Norma leaped to her feet. "You good-for-nothing bum!" she screeched at Farradyne. "Why did you do it?"

"You wouldn't leave me alone, Norma," said Farradyne softly. "So I've brought you home where they'll take care of you and keep you out of my hair."

"I'll come after you!" she raved. "I'll get you for this!"

"Not if I see you first," he told her. "This is it."

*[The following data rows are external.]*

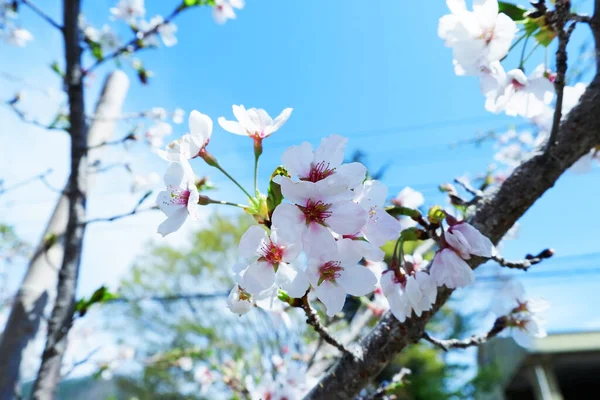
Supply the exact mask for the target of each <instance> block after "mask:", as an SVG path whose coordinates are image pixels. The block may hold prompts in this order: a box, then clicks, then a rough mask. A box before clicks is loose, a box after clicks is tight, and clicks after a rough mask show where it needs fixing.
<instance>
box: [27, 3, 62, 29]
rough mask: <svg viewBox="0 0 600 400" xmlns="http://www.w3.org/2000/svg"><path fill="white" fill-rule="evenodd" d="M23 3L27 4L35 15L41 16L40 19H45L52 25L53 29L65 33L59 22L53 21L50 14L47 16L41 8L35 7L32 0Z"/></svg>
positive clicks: (46, 20)
mask: <svg viewBox="0 0 600 400" xmlns="http://www.w3.org/2000/svg"><path fill="white" fill-rule="evenodd" d="M21 2H22V3H23V4H25V5H26V6H28V7H29V8H31V9H32V10H33V12H34V13H36V14H37V15H39V16H40V17H42V18H43V19H45V20H46V22H48V23H49V24H50V25H52V26H53V27H55V28H56V29H58V30H59V31H61V32H62V31H63V27H62V26H60V24H59V23H58V22H56V21H55V20H53V19H52V17H50V16H49V15H48V14H46V13H45V12H44V11H43V10H42V9H41V8H39V7H38V6H37V5H35V4H34V3H33V2H32V1H31V0H21Z"/></svg>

"Why do you hurt everything you touch?" she cried.

"Now who?"

"Me." For the first time, Farradyne saw tears of genuine sorrow. There was anger at him, too, but remorse there was a-plenty. "Why hurt my people!" she asked. "Why can't they just call me dead and let it go at that? I'm worse than dead."

Then her face froze again and she looked at Kingman. "All right," she said in a hard voice. "Let's go and hurt my folks to death. Let's get it over with. You pair of money-grubbing ghouls."

She started toward the spacelock, waving her forefinger at Kingman, who followed. Her face wore a coldly distant expression as she left the Lancaster. Kingman's driver took them off. She did not turn back to look at Farradyne.

And that was that. Farradyne retracted the ramp, closed the spacelock and not long afterwards hiked the ship into the sky and headed for Mercury.